Who can a young witch trust when evil comes to call?
Mari has always been different, but she still managed to deny her Gift. But now the shape-shifting dragon, Torrin informs her she's expected to save an unknown world and destroy a great evil.
With no idea of the extent of her abilities, Mari sets off to the dragon's hidden land, accompanied by her familiar. It's not much fun being the savior of a people- especially an ignorant savior--but she'll learn as she goes.
To defeat Huw Cadogan, she will need to look deep into her heart and mind to accept herself and her place in the world.
But in which world does she belong? The one she's known all her life--or the hidden land of the shape changer Torrin?
WARNING: An almost-rape scene--but no graphic sex--lots of mountain climbing, and a very sarcastic cat.
A Lyrical Press Paranormal Romance
Copyright 2012, C.L. McCullough
All rights reserved, Lyrical Press, Inc.
Sometimes, when a person is in a place of darkness, when it seems like nothing will ever be light again, a small miracle happens. Sometimes it’s not even recognized as such, but it is because it helps to heal a sorrowing heart. I came out of the darkness of the road, toward the light of my new home and sitting precisely in the middle of the top step was Grey Malkin, a small miracle in his own right.
Some thought him my Gran’s familiar. Others, like Mama, called him evil. Miz Ledbetter pronounced him a heathen and a nuisance because he did have a liking for her fancy chickens. Like all cats, he was dignified except for those occasions he acted silly, and had that air of superiority for which cats are renowned. He’d always been in my life, as far back as I could remember. A very long-lived cat.
He’d disappeared the day Gran died and had been missing ever since.

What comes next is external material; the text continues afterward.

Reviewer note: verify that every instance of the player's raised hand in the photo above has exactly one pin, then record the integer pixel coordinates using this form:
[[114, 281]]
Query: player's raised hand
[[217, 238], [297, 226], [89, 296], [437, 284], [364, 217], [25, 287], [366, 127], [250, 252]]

I had thought him dead, eaten by a fox or bear, or perhaps gone to the place familiars go when their witches need them no longer. Apparently the powers that be thought he was still needed. To guide the fumbling footsteps of a very new, very insecure witch maybe?
He was thin, weak from hunger too, though he’d never admit it. He sat on the step he’d made his throne and gave me his disdainful stare. “You weren’t here. I expect you here when I lower myself to come. You will please correct this matter and see to my needs.” He could say quite a bit without uttering a sound.

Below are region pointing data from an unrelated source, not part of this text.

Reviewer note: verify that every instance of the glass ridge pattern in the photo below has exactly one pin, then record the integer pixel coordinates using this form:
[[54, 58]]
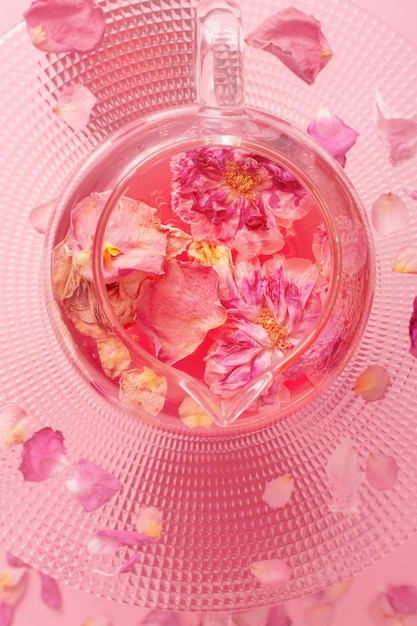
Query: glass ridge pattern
[[209, 490]]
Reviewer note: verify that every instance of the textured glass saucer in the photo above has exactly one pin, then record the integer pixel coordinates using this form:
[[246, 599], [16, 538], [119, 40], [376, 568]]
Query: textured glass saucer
[[210, 491]]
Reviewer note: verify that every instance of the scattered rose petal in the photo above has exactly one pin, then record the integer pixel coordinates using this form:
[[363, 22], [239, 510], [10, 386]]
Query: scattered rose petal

I’d never treated him with the respect he thought he deserved. He took it all in stride though and was very good-natured about it and never bit or scratched or showed any displeasure.
Mostly he was with Gran. If she was working on a new spell, he’d be curled on the table without regard to her papers, his paws tucked under his body, his eyes half closed. I don’t know what use he was to her. He looked to be asleep to me. When I asked Gran, she said he had lots of good ideas and I didn’t know whether to believe her or not. At night he slept on her bed, and when her illness took her bad, he never left her. Not until she’d left him first and then he’d disappeared. We all mourn in our own way.

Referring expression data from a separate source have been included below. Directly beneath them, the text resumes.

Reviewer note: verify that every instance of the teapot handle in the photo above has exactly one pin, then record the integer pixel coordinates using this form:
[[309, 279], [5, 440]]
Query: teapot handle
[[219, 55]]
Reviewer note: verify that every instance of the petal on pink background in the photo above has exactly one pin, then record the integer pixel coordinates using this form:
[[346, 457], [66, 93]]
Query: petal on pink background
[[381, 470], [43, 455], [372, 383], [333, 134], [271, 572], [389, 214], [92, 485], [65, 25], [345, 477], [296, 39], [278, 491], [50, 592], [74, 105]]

I sat down beside him. He ignored me and stared out at the fireflies, the tip of his tail twitching.
“I suppose you’re hungry.”
He distained to answer but shifted his position slightly.
“I missed you,” I told him softly. “I thought you’d followed after Gran.”
He turned his head and I got the full effect of his clear green eyes. “You thought wrong. As you usually do. Did you mention food?”
I laughed softly and ventured one finger to stroke his neck. His cheek pressed briefly against my hand and then he was on his feet, tail high, headed for the kitchen. He stopped once to stare back at me. “Well? What’s keeping you?”
I laughed again and got to my feet.
I fed Grey Malkin the leftover chicken I was planning for my own supper along with a bowl of sweet milk. He gulped it down. I knew then it’d been awhile since he’d eaten. He was usually a very picky eater.
I settled into the rocker, watching Grey Malkin groom himself clean after his meal. When he finished, he stared up at me. Waiting.